Recommendations and summary

General

• Imaging biomarkers used in clinical trials should be precise and take into account the specific mechanism of DMOAD action thereby lying on the therapeutic pathway.

• Tissues and joint regions of interest should be imaged with full anatomical coverage and adequate image orientation.

• All hardware and image settings must be kept constant between baseline and follow-up, to avoid systematic offsets biasing assessment of longitudinal change.

• Central review/measurement of images by expert readers warrants consistency and sensitivity to change.

• Power calculations should take into account the potential magnitude of DMOAD effects as well as reported sensitivity to change for various selection criteria and design parameters.

Radiography

• Standards of knee positioning (weight-bearing and fixed flexion) are important.

• Each of both knees should be imaged separately to ensure minimal X-ray beam divergence.

• The X-ray beam must be aligned with the medial tibial plateau; the IMD should be ≤1.0 mm.

• Several modifications of radiographic classification systems exist, these should therefore be clearly defined and documented.

• In fixed flexion radiographs of OA knees, central fixed location JSW measurements may be more responsive than that of minimum JSW.

MRI

• Imaging should be performed at ≥1.5 T, using dedicated (knee) coils.

• Fluid-sensitive MR images in 2–3 orthogonal planes are suited for assessing focal cartilage defects, and fat-suppressed images for BMLs.

• Scoring “within-grade” changes of semi-quantitative MRI scores between time points involves better longitudinal sensitivity, but requires unblinding to acquisition order.

• Fat-suppressed or water excitation T1-weighted gradient-echo or DESS images with ≤1.5 mm a slice thickness of and ≤0.35 mm in-plane resolution are suited for cartilage thickness analysis.

• T2 should be derived from multiple (6–7) echoes. Superficial and deep cartilage layers should be assessed separately, because collagen orientation varies. However, T2 may have limited responsiveness in patients with advanced cartilage defects.

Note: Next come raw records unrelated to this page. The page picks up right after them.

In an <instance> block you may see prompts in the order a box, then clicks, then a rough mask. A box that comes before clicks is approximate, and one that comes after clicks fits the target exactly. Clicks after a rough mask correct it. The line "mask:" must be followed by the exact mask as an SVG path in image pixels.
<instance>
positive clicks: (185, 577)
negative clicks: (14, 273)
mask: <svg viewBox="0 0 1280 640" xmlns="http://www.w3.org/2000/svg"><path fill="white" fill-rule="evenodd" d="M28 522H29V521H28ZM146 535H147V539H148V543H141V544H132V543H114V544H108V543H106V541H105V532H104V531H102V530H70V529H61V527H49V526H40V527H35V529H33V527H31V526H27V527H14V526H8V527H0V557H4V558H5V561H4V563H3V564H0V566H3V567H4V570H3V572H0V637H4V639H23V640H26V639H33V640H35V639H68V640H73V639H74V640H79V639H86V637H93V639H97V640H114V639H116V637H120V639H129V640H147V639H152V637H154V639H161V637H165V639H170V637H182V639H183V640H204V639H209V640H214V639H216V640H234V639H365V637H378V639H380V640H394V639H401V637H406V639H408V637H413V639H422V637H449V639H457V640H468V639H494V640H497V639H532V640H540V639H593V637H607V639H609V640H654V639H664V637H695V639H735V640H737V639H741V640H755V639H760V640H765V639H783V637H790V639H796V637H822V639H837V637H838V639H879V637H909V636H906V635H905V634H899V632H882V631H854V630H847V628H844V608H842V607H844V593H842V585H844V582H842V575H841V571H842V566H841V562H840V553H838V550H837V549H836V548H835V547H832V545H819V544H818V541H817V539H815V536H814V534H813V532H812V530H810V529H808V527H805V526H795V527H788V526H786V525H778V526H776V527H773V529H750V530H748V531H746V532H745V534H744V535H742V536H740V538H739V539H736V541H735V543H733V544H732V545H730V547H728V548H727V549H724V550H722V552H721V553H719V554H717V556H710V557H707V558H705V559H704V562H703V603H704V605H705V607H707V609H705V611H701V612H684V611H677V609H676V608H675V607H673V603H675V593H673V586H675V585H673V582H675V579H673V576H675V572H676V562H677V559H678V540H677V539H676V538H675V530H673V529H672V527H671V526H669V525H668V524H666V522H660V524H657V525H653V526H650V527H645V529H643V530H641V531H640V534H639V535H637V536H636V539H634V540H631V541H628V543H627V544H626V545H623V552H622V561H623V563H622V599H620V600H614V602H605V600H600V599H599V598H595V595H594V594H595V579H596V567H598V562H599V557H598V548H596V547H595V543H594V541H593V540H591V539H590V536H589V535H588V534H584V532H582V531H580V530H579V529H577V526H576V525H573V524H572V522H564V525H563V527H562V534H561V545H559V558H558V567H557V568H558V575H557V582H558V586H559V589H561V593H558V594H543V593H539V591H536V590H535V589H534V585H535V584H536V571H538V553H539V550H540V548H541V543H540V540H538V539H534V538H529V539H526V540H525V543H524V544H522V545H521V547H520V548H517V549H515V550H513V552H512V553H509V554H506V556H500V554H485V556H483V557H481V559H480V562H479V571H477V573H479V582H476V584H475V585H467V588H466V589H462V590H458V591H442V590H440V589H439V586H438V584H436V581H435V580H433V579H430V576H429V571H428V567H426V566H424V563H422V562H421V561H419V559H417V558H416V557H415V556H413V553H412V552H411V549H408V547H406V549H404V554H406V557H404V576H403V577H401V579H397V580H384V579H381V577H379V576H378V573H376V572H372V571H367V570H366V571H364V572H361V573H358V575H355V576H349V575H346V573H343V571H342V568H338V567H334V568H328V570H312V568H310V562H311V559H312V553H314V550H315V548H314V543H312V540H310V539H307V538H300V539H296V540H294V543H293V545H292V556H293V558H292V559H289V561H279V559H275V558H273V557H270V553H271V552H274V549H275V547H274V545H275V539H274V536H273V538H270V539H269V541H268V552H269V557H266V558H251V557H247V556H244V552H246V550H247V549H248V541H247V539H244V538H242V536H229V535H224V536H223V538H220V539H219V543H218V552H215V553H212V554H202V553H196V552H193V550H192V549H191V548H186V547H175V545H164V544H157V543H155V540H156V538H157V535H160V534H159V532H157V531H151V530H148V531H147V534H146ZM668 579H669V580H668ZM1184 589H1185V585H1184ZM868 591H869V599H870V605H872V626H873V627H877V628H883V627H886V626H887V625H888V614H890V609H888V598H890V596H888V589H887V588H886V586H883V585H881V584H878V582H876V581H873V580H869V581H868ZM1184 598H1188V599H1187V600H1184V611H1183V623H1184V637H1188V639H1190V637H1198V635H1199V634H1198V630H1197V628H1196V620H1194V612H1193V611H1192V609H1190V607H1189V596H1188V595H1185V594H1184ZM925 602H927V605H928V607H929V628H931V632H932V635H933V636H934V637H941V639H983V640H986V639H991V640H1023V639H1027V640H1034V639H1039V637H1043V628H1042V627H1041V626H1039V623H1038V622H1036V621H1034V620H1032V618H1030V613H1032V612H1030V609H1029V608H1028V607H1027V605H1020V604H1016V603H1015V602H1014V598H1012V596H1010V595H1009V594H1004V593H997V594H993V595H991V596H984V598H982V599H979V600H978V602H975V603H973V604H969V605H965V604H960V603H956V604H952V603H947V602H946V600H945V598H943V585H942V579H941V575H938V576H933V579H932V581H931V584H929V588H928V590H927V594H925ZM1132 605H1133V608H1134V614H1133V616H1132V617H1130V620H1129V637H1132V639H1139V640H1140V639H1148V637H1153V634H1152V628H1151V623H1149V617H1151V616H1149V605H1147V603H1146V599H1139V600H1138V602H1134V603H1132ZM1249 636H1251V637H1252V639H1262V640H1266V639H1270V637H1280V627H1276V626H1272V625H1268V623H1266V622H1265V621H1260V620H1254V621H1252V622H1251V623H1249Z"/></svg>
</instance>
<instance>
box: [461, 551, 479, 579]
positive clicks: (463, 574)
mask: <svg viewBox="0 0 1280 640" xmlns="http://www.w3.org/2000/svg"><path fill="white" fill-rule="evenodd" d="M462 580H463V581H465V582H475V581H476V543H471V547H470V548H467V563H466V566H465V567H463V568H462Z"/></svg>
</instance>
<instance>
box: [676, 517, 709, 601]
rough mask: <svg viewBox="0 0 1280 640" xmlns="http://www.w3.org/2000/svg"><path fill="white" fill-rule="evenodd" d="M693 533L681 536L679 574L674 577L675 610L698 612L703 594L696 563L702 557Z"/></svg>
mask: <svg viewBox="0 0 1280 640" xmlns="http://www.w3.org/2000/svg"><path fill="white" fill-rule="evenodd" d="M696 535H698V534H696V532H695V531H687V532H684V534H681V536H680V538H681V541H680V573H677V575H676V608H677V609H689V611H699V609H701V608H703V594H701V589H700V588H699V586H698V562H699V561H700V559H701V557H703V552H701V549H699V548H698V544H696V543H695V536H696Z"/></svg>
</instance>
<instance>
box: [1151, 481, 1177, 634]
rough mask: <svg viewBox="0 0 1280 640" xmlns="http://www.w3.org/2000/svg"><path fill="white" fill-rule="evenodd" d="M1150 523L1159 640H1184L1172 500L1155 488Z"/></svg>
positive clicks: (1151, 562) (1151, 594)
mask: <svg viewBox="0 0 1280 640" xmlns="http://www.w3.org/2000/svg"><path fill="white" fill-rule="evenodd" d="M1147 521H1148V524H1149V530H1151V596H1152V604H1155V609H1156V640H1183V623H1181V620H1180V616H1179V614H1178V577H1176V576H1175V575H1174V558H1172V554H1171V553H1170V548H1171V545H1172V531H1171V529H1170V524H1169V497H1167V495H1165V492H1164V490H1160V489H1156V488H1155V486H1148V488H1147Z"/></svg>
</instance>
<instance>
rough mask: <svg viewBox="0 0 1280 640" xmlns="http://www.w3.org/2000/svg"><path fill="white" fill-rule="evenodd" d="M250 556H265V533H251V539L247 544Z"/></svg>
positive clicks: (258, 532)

• Other techniques for measuring cartilage composition and bone shape/structure are available and should be further evaluated in clinical trials.

When the above recommendations are taken into account, current imaging methodologies provide powerful tools for scoring and measuring morphological and compositional aspects of articular tissues, capturing longitudinal change with reasonable to excellent sensitivity. Under these conditions, imaging has tremendous potential for ascertaining treatment effects on various joint structures, potentially over shorter time scales than required for demonstrating effects on clinical outcomes.